In another, a federal appeals court found that a California tribe had a legal right to groundwater below its reservation.
Groundwater is an “extremely important resource,” said Barbara Cosens, a professor at the University of Idaho College of Law, at the American Bar Association’s annual water law conference. “And we developed our laws for groundwater at a period of time when a well … was hand-dug.” After World War II, she said, the country realized that it could tap groundwater for large uses, including oil drilling, electricity, municipalities and irrigation.
“We’ve had to take a body of law that we developed over 100 years for managing conflict over surface water and try to figure out how it applies to groundwater. And that’s a bit awkward,” she said. “Even though they’re connected, they’re physically very, very different.”
One of those awkward areas that has come to the forefront in the last decade has been fitting groundwater into the regulatory regime of the Clean Water Act, said Benjamin Tannen, an associate at Sidley Austin LLP.
A big question courts have had to grapple with over the past 10 years is whether groundwater discharges qualify as a point source or protected water of the United States under the Clean Water Act.
At least two circuit courts have found that groundwater itself is not a point source under the Clean Water Act. But some district courts have found that storage areas that hold waste that could make its way into groundwater are point sources under the law.
District courts, though, are split over the so-called conduit theory, which the Virginia court last week adopted.

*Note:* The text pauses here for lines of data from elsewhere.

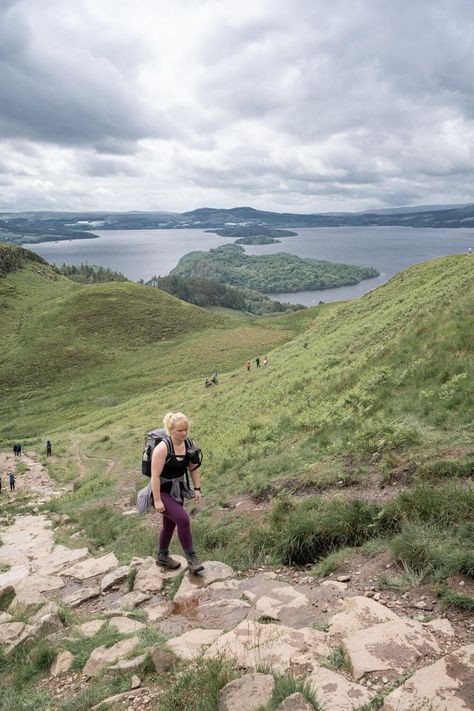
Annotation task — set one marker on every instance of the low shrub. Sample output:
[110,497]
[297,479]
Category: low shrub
[313,532]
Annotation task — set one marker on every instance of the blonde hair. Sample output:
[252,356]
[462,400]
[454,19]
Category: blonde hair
[171,419]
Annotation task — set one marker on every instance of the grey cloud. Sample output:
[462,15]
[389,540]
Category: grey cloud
[66,95]
[101,166]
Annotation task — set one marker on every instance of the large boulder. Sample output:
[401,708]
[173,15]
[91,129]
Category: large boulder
[358,613]
[335,692]
[193,643]
[91,567]
[248,693]
[102,656]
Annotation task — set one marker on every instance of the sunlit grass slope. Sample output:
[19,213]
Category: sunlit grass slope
[356,396]
[389,374]
[67,349]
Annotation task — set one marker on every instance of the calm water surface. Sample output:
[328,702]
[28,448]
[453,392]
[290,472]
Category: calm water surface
[141,254]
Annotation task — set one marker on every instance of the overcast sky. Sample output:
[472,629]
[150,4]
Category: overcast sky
[296,105]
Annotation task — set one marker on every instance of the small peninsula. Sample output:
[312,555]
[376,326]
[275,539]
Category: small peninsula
[270,273]
[253,234]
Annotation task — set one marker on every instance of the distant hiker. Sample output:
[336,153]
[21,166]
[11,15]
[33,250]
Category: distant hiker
[169,486]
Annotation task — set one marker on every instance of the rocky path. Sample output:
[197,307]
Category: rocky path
[349,647]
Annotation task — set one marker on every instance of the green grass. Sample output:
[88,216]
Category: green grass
[366,394]
[377,388]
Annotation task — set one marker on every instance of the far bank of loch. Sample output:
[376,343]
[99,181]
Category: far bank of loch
[141,254]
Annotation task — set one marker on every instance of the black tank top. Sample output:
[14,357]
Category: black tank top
[175,467]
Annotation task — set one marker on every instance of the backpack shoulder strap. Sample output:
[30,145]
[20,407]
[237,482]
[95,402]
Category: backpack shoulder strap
[169,446]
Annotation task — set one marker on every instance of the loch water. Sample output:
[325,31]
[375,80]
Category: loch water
[141,254]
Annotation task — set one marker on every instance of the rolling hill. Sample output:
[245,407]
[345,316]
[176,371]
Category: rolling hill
[352,447]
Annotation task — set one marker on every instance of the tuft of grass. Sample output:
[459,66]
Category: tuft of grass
[451,598]
[319,528]
[198,687]
[339,660]
[331,562]
[82,647]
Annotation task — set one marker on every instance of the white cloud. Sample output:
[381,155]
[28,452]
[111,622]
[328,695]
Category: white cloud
[311,105]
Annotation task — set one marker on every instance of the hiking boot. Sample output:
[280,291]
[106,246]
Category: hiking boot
[167,561]
[194,566]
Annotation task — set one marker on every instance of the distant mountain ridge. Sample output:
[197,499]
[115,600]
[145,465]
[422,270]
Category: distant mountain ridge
[30,227]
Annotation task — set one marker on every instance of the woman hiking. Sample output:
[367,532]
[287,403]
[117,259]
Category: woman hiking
[169,486]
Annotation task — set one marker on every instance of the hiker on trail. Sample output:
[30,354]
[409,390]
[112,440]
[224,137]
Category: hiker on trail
[168,483]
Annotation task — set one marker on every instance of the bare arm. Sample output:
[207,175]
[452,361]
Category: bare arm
[158,460]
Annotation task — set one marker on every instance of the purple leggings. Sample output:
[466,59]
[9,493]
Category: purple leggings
[175,515]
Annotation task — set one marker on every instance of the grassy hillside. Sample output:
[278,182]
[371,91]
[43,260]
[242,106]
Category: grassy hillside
[69,349]
[358,431]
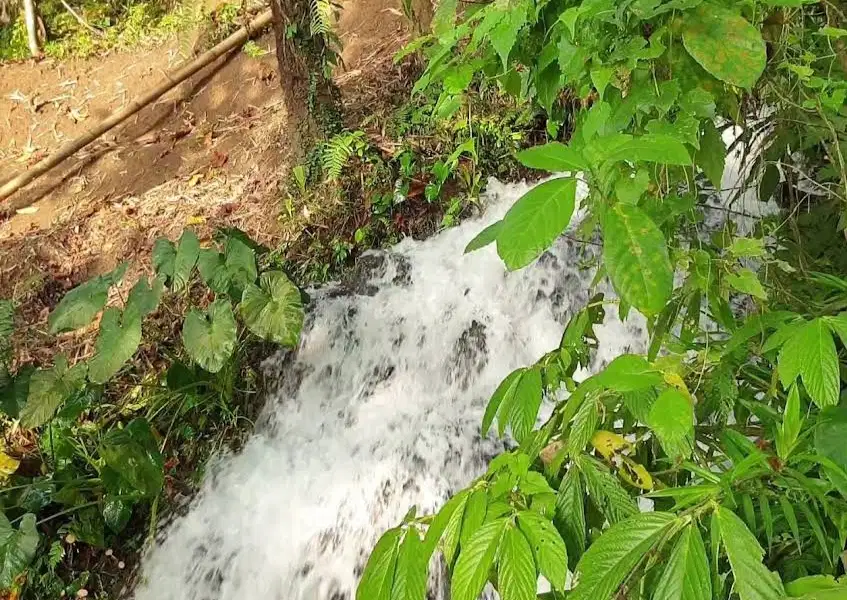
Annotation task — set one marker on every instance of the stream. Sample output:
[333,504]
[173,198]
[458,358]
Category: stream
[379,410]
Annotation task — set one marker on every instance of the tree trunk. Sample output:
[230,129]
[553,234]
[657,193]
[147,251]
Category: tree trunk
[310,96]
[31,27]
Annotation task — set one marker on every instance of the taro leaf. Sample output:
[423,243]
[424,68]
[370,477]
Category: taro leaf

The theory states that an entity could be found to violate the Clean Water Act if a pollutant is discharged into groundwater from, say, a coal ash pit, and it eventually makes its way to a surface water body that’s hydrologically connected to a regulated water body.
The theory stems from the late Justice Antonin Scalia’s opinion in the infamously muddled 2006 Rapanos decision. In the opinion, which was joined by three other justices, Scalia wrote that pollutant discharges can travel through intermediate conveyances into regulated waters.
“The reason this keeps coming up is if you think about it broadly, there are a lot of, for lack of a better term, pits of waste out there — coal ash basins, hydraulic fracturing wastewater ponds — from which it’s possible that the contents of those pits are moving through the groundwater,” Tannen said.
Tannen, though, argues that Scalia’s Rapanos opinion applied only to discharges from a point source to another point source to a regulated water body.
The conduit theory, on the other hand, deals with pollutants that travel from a point source to a flow — the groundwater — to a surface water body.
In last week’s court decision, for example, Judge John Gibney Jr. of the U.S. District Court for the Eastern District of Virginia found that arsenic from the site of Dominion Virginia Power’s former Chesapeake Energy Center had made its way through groundwater into the nearby Elizabeth River in violation of the law. The judge rejected the company’s argument that there was no hydrological connection between the groundwater below the coal ash storage pits and surface waters (E&E News PM, March 23).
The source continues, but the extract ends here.